Purpose or Case Report: Bilateral renal masses in children are uncommon but can have stakes. Entities such as nephrogenic rests and nephroblastomatosis, bilateral Wilms tumor (Stage V), hereditary renal cell carcinoma associated with von Hippel Lindau and tuberous sclerosis, DICER1 related cystic neoplasms, and lymphoma often overlap in appearance on imaging. Management pathways can differ widely and can range from surveillance to more aggressive surgical managements. Therefore, radiologists need to integrate imaging findings with clinical and genetic clues to protect renal function and optimize outcomes
This exhibit is designed to help participants recognize multimodality imaging features of uncommon bilateral renal masses beyond simple cysts, angiomyolipomas, infection, and metastases. It also highlights key syndromic associations and epidemiology, including WAGR, Denys Drash, Beckwith Wiedemann, von Hippel Lindau, tuberous sclerosis, and DICER1. Finally, it presents a structured, stepwise framework for refining the differential. It guides recommendations for next steps, such as surveillance, biopsy, or chemotherapy first. The approach emphasizes nephron preservation and close collaboration across the care team.

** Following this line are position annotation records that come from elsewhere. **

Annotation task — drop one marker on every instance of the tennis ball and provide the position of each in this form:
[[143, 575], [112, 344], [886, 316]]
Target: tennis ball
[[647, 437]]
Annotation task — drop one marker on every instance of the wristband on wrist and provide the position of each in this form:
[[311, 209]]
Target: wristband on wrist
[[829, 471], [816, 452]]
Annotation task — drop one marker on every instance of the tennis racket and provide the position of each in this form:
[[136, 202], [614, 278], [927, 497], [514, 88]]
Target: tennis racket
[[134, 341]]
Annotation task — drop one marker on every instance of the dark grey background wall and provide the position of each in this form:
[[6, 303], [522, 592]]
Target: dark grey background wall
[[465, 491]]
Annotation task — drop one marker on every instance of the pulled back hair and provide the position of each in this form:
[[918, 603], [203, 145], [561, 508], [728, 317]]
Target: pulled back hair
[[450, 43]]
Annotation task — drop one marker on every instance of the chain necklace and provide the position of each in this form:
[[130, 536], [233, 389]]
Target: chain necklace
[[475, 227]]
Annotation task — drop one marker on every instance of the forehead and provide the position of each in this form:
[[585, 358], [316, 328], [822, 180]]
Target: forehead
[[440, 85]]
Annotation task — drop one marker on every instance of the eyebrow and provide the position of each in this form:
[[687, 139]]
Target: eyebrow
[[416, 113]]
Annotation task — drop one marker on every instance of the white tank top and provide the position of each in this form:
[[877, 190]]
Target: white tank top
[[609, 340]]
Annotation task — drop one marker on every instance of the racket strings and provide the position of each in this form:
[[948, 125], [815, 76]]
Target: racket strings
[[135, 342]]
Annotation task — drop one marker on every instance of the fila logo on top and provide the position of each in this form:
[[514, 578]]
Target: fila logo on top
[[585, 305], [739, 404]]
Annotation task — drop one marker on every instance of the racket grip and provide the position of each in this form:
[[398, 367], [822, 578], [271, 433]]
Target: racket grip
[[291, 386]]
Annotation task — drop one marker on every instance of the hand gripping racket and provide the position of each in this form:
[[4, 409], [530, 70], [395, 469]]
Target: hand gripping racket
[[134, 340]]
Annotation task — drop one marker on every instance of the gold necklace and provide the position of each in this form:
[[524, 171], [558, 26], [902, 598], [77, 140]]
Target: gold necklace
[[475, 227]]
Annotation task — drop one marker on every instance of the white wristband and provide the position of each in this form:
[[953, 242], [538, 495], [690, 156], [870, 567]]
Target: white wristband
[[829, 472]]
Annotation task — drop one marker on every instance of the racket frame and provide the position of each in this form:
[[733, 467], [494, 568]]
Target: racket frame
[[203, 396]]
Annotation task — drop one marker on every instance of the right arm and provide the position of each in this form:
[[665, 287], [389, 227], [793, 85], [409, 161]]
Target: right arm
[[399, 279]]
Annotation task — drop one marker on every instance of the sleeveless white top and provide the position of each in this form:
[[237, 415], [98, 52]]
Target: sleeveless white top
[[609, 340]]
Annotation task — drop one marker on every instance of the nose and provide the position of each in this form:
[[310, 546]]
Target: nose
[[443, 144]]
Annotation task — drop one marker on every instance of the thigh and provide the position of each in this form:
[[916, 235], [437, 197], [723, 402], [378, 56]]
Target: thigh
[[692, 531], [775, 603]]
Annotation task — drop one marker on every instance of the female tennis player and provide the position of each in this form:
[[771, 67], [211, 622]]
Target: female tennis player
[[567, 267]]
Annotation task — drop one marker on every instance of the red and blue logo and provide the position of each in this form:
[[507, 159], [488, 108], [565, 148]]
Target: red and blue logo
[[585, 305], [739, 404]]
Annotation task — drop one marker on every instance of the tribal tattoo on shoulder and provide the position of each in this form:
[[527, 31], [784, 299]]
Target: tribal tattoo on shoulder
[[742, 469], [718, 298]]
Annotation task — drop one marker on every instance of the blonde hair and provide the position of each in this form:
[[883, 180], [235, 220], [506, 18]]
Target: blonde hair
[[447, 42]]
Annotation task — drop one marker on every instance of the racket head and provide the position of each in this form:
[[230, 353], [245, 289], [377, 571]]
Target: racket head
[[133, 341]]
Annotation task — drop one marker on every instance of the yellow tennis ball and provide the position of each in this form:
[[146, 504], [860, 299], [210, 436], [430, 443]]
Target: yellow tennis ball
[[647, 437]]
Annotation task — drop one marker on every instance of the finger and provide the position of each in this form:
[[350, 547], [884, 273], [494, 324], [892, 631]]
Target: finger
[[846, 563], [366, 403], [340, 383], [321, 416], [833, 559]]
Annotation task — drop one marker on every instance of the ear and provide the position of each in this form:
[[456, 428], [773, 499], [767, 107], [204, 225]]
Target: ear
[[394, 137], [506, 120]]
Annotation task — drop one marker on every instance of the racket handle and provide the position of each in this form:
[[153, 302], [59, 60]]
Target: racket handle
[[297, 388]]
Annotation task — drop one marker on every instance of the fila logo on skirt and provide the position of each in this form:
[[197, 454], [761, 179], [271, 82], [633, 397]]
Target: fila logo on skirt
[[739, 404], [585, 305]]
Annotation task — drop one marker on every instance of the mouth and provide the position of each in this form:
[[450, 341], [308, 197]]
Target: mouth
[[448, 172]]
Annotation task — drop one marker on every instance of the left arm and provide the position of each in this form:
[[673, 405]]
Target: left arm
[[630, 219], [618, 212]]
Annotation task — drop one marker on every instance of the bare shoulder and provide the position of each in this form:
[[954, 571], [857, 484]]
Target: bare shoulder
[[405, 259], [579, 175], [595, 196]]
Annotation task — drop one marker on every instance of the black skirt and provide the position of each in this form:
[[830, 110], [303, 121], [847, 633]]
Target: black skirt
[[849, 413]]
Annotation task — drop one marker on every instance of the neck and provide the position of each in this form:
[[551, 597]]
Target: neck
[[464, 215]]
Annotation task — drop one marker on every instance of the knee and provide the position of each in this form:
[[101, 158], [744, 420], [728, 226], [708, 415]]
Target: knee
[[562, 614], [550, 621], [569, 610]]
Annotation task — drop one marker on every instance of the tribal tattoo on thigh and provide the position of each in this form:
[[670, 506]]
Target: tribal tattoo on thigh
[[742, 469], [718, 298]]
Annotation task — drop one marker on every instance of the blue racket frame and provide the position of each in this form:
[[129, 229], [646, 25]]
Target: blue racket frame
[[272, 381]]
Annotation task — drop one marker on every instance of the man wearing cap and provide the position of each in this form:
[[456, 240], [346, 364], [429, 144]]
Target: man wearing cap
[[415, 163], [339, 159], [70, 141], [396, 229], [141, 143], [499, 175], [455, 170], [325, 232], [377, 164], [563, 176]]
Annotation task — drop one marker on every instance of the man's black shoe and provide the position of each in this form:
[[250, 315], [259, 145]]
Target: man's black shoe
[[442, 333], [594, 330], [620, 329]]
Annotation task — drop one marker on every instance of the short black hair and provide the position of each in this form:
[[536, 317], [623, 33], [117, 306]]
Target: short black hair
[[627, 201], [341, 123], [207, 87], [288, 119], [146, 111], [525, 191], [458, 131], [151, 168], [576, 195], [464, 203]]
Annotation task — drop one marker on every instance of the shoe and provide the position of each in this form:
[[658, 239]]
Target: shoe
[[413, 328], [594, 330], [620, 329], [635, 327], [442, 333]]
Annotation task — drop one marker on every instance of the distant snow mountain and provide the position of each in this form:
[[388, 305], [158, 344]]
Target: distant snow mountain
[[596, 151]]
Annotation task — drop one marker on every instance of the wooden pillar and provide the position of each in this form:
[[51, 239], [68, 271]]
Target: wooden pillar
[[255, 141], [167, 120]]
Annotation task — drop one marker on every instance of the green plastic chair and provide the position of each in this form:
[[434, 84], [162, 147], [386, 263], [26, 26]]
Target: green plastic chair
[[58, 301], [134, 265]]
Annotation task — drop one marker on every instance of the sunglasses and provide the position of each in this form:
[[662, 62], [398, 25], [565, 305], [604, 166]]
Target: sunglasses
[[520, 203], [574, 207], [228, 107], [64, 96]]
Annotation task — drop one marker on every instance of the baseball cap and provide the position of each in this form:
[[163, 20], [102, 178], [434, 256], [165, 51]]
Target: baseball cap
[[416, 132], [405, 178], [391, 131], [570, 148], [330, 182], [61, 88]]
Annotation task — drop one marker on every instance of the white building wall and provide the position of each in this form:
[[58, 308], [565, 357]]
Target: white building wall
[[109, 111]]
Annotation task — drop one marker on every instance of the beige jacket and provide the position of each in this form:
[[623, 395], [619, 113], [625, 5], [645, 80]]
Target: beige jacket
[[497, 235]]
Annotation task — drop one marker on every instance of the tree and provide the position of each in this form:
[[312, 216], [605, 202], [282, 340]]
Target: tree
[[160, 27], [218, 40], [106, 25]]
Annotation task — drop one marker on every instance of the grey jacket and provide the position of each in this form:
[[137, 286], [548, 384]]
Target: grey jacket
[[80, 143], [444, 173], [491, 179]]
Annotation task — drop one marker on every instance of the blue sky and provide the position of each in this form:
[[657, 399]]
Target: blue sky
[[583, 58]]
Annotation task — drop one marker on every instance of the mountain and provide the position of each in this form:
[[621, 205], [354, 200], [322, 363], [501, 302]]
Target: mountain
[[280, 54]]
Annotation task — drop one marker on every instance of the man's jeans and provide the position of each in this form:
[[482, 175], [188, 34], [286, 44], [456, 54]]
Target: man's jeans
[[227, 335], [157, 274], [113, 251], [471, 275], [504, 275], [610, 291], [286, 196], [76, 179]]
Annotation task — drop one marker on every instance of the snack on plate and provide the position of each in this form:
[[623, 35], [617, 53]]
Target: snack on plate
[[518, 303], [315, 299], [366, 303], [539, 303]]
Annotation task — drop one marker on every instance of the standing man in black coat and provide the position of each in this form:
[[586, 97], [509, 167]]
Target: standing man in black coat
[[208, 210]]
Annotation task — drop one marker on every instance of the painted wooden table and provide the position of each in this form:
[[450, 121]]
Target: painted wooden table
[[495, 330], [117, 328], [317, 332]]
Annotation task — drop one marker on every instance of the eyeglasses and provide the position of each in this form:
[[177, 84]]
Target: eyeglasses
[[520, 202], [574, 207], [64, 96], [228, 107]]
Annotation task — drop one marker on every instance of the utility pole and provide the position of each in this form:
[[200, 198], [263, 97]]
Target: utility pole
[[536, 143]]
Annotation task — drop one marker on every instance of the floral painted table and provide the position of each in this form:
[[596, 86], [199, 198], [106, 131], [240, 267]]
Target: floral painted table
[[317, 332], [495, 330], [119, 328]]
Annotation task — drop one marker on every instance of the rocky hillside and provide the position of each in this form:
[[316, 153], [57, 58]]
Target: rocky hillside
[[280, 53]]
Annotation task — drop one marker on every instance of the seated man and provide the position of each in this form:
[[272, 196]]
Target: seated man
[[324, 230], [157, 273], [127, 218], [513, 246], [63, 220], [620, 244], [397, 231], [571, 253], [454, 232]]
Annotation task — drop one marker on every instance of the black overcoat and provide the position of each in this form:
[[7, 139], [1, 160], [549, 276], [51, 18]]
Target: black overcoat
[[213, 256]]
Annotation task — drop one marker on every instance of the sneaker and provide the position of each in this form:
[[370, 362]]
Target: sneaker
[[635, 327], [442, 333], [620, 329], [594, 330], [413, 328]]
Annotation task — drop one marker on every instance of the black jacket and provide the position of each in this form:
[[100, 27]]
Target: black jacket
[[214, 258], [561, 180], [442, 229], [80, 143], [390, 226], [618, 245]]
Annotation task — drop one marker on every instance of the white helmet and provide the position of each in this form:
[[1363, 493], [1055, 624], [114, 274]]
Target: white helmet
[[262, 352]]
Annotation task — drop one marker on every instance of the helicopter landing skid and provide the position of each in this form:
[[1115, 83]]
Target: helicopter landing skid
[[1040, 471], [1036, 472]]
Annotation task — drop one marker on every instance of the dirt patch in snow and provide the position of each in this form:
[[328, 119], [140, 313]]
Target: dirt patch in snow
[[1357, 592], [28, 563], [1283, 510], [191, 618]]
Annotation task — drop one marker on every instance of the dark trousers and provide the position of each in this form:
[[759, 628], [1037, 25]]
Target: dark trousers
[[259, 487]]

Methods & Materials: Materials and Methods
- Case-based format integrating US/CT/MRI with concise clinical vignettes.
- Side-by-side image panels highlighting discriminators (location, margins, enhancement, diffusion, multiplicity, symmetry).
- Algorithmic flowchart (detection → imaging discriminators → syndromic flags → management).
- Quick-reference tables: imaging pearls/pitfalls, suggested follow-up intervals, and report phrases.
Results:
Conclusions: A structured multimodality approach improves diagnostic accuracy, reduces unnecessary invasive intervention, and supports nephron-sparing management. Clear, management-oriented reporting strengthens collaboration with oncology, surgery, and genetics.